Re: Review Request 52141: Shutting down scheduler on unhandled BatchWorker error.

Joshua Cohen Thu, 22 Sep 2016 09:53:35 -0700


> On Sept. 22, 2016, 2:24 p.m., Joshua Cohen wrote:
> > What's the behavior pre-BatchWorker in this case? Would we fail hard, or is 
> > there something inherent to the batch worker that makes this necessary?
> > 
> > Also, this fixes the error handling that led to corruption in the event of 
> > a failure, but should we also determine the root cause that led to the 
> > failure to begin with (as part of another review no doubt)?
> 
> Maxim Khutornenko wrote:
>     The pre-BatchWorker behavior depended on where/how the error was thrown 
> and could have resulted in a hard shutdown or a mysterious silent async 
> failure killing one of the executor threads. With the BatchWorker, the 
> scheduler will always fail on unhandled exception. This is needed to preserve 
> the transaction boundaries and let the error rollback the changes.
>     
>     > ...but should we also determine the root cause that led to the failure 
> to begin with  
>     
>     I thought it should have been clear from the RB description but then I 
> realized I explained it in Slack and not here. We purposefully induce 
> scheduler failovers many times during the e2e run to verify things like job 
> updates still work.
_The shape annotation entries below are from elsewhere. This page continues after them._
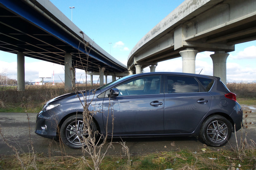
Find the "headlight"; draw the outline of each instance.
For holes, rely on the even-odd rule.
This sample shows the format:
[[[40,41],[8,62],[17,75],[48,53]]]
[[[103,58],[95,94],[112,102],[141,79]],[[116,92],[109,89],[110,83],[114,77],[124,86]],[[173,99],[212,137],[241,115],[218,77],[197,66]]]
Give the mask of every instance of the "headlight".
[[[57,107],[59,105],[59,104],[56,104],[56,105],[45,105],[42,110],[43,111],[45,111],[46,110],[50,110],[50,109],[52,109],[54,107]]]

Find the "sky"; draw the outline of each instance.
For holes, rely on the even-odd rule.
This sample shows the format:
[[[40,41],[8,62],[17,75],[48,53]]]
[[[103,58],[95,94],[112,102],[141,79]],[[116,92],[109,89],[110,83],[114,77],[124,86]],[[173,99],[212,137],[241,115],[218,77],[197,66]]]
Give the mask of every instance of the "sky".
[[[129,54],[137,43],[154,27],[182,3],[180,0],[50,0],[85,34],[114,58],[127,65]],[[74,7],[72,10],[69,7]],[[196,57],[196,73],[213,75],[213,63],[205,51]],[[228,83],[256,82],[256,41],[235,45],[227,60]],[[39,73],[47,72],[52,82],[64,80],[64,67],[25,57],[26,81],[40,81]],[[181,57],[159,62],[156,71],[182,72]],[[149,72],[149,68],[144,72]],[[17,56],[0,51],[0,74],[17,79]],[[77,81],[85,79],[84,71],[77,69]],[[90,76],[88,77],[90,80]],[[98,77],[94,76],[94,81]],[[108,77],[108,79],[111,77]],[[110,80],[109,80],[110,81]]]

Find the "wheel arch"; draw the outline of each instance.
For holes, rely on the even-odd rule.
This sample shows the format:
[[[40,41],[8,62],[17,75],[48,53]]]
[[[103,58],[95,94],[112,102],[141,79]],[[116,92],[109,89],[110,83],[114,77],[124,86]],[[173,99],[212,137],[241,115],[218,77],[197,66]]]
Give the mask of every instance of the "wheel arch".
[[[201,123],[200,126],[200,128],[201,129],[201,128],[202,126],[203,125],[203,123],[204,122],[204,121],[205,121],[206,120],[208,119],[209,117],[211,116],[214,116],[214,115],[219,115],[219,116],[223,116],[225,117],[225,118],[226,118],[228,121],[229,121],[231,123],[231,124],[232,125],[232,132],[234,132],[235,131],[235,128],[234,128],[235,123],[234,122],[234,121],[233,121],[231,117],[229,115],[227,114],[224,113],[222,113],[220,112],[213,113],[211,114],[208,115],[207,116],[206,116],[204,119],[204,120],[203,120],[203,121],[202,121],[201,122]]]
[[[56,130],[56,135],[57,136],[57,139],[59,138],[59,130],[60,130],[60,128],[62,125],[62,124],[63,124],[63,122],[64,122],[65,120],[68,117],[70,117],[73,115],[76,115],[76,114],[83,115],[83,112],[73,112],[70,113],[69,114],[67,114],[64,117],[63,117],[62,119],[61,120],[61,121],[59,121],[59,124],[58,125],[58,127],[57,127],[57,129]],[[101,132],[100,128],[100,126],[99,125],[99,124],[97,121],[97,120],[96,120],[96,119],[95,119],[93,117],[93,116],[92,116],[92,120],[94,121],[94,122],[96,124],[96,125],[97,128],[97,130],[99,131],[99,132]]]

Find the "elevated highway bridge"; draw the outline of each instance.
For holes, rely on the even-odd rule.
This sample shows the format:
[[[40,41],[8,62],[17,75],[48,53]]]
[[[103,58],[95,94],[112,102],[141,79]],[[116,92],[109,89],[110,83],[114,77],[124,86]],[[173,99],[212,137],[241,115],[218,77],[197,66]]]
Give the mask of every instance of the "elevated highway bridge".
[[[256,40],[256,1],[186,0],[146,34],[128,56],[131,73],[181,56],[183,72],[195,73],[197,53],[211,55],[213,75],[226,83],[226,61],[235,45]]]
[[[97,72],[101,85],[104,75],[114,79],[128,74],[126,65],[48,0],[0,0],[0,50],[17,54],[19,91],[25,89],[24,56],[64,65],[66,89],[75,79],[75,68],[91,76]]]

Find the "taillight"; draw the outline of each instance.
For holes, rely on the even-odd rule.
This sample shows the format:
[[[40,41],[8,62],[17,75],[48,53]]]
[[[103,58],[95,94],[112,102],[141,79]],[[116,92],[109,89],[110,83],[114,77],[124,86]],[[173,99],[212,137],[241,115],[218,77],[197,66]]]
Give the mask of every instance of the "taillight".
[[[237,95],[233,93],[229,93],[225,95],[225,97],[234,101],[237,101]]]

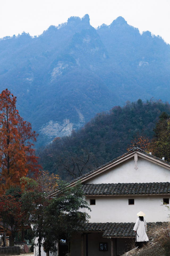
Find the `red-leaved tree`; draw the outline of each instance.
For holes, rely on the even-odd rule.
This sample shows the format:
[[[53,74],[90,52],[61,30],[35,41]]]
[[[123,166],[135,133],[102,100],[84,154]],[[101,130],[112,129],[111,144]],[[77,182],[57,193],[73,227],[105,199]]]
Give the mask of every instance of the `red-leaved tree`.
[[[36,177],[41,168],[32,148],[38,134],[16,109],[16,97],[6,89],[0,94],[0,192],[19,185],[23,176]]]
[[[3,227],[4,234],[8,230],[11,232],[9,237],[10,246],[14,244],[16,233],[21,230],[24,225],[26,214],[22,211],[22,203],[17,198],[10,195],[0,196],[0,218]],[[3,236],[4,245],[5,245],[5,236]]]

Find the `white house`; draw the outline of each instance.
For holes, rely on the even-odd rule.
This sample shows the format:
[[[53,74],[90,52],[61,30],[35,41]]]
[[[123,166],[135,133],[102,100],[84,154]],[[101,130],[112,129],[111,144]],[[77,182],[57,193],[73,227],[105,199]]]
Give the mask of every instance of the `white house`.
[[[84,229],[75,233],[72,256],[121,255],[134,242],[133,228],[140,211],[146,214],[148,228],[168,220],[170,213],[162,205],[169,203],[170,163],[146,153],[136,143],[69,186],[79,180],[92,212]],[[59,246],[59,256],[62,254]]]

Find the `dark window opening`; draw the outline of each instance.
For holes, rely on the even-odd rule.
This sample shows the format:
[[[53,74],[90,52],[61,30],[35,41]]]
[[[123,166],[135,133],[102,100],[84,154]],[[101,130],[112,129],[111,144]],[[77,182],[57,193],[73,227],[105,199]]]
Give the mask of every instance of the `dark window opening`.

If the shutdown happens during the transaction, the DB 
> gets closed underneath and the subsequent queries fail any way they like. 
> This is exactly what happened in this case. A task is saved, driver exits, 
> StateManager attempts to save task events but fails due to "DB closed" error. 
> That error is caught by the BatchWorker and the native log transaction 
> successfully completes before the scheduler fully terminates.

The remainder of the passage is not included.